Everyone knows how to use Schedule VI-A :). You have all kinds of Section 80 deductions in this. I don’t think Indians need any advice on the topic of deductions and savings. One of the most useful one is Section 80C deductions. Make sure to include ELSS investments as well as children school fees in this deduction. If you have kids you most likely will use it up pretty quickly. Other than 80C you have health insurance premium (the one that you paid, not your company paid), medical expenditure, interest on loan taken for higher education, interest on house loan etc. For some more knowledge, check out my post on tax deductions.
Clubbing of Income
This is another area where people play tricks. Make sure to club income from spouse, kid or parents where applicable. If you own a house, but your parents rent it to someone and are getting the rent paid into their account, then that income is not their’s but yours. Likewise, lets say you gifted some money to your spouse and they get interest on it for example from FDs then that income is yours not their’s. Likewise if you invest something in your kid’s name and there are capital gains or interest, that will be clubbed with your income. There are a lot more clubbing rules that most people conveniently side step. Don’t do that. Report everything in Schedule SPI.

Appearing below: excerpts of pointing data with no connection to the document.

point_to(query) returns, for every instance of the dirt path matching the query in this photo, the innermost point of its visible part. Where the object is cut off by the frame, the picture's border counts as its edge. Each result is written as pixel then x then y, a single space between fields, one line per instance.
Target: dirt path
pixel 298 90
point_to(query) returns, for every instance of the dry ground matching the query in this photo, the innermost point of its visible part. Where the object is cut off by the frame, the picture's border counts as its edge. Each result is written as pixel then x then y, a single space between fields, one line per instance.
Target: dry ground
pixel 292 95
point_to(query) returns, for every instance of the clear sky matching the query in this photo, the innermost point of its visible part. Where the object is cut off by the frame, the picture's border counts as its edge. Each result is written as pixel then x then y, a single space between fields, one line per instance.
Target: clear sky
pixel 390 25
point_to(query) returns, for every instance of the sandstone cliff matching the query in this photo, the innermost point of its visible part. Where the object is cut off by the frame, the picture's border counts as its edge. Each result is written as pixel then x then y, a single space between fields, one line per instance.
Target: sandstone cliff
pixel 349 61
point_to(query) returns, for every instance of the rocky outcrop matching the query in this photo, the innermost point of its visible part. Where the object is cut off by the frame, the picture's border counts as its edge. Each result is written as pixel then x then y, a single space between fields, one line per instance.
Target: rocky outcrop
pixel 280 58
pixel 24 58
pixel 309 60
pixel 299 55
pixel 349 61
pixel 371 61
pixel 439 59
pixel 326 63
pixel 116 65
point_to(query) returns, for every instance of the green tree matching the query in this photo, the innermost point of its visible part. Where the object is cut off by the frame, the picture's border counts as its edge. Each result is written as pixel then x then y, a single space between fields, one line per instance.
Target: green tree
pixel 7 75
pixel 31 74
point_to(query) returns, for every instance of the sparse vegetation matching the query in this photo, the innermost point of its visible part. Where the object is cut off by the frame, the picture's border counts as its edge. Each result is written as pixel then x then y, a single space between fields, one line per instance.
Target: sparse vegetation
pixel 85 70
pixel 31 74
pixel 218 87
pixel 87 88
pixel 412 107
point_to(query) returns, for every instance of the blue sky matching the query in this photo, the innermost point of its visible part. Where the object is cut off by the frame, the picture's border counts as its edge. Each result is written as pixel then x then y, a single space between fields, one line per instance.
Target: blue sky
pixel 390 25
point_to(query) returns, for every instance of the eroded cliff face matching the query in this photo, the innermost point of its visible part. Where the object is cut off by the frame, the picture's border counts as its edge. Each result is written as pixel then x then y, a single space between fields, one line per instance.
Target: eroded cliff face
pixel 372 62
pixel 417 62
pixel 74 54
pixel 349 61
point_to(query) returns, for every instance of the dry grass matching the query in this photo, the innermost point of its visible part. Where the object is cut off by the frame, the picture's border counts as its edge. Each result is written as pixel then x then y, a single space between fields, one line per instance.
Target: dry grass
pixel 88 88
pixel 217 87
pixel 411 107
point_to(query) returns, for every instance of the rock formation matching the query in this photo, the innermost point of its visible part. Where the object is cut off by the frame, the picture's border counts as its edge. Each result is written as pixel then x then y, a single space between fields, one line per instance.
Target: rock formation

For exempt income use Schedule EI. The usual suspect is agriculture income of course, but don’t forget to avail dividend income exemption. Gifts received from certain relatives are tax exempt. You should report that as other “Others exempt income” in Schedule EI. Mark the “Nature of Income” as “Any Other” and type in something like “Gift from parents” etc. While gifts are exempt, it always helps to report everything in the interest of full disclosure.
Foreign Assets and Income
Remember to report all your foreign assets even if they are not generating income like stocks which you have not sold etc. Not reporting this information is a violation with huge penalties. Under the Black Money Act, undisclosed foreign income and asset will be taxed at a flat rate of 30%. Further, there may be significant monetary penalties (up to 300% of the tax) along with the risk of criminal prosecution. Additionally, failure to furnish any information or furnishing inaccurate information in the return with respect to foreign income and foreign assets could also trigger a penalty of Rs. 10 lakhs. So always report everything including bank account, stocks, real estate or any other asset. You can report everything in Schedule FA.
Assets and Liabilities
Finally you should report all your assets and liabilities if your total income exceeds Rs. 50 lakhs. I would say that even if your don’t exceed Rs. 50 lakhs it might as well be a good idea to report everything. Here you can report the values of your immovable assets, jewelry, bank deposits, shares and cash in hand. I think in future this might become a required schedule and will not have the Rs. 50 lakh limit or the limit will be reduced.
There you have it. All the details that I usually report in my taxes. Some believe that reporting more than required is unnecessary and think it might actually invite the tax audit. I don’t think that is the case. Always pay tax as applicable and don’t try to avoid paying taxes by withholding information. Taxes is how the government can run the country even if it very inefficient and riddled with corruption.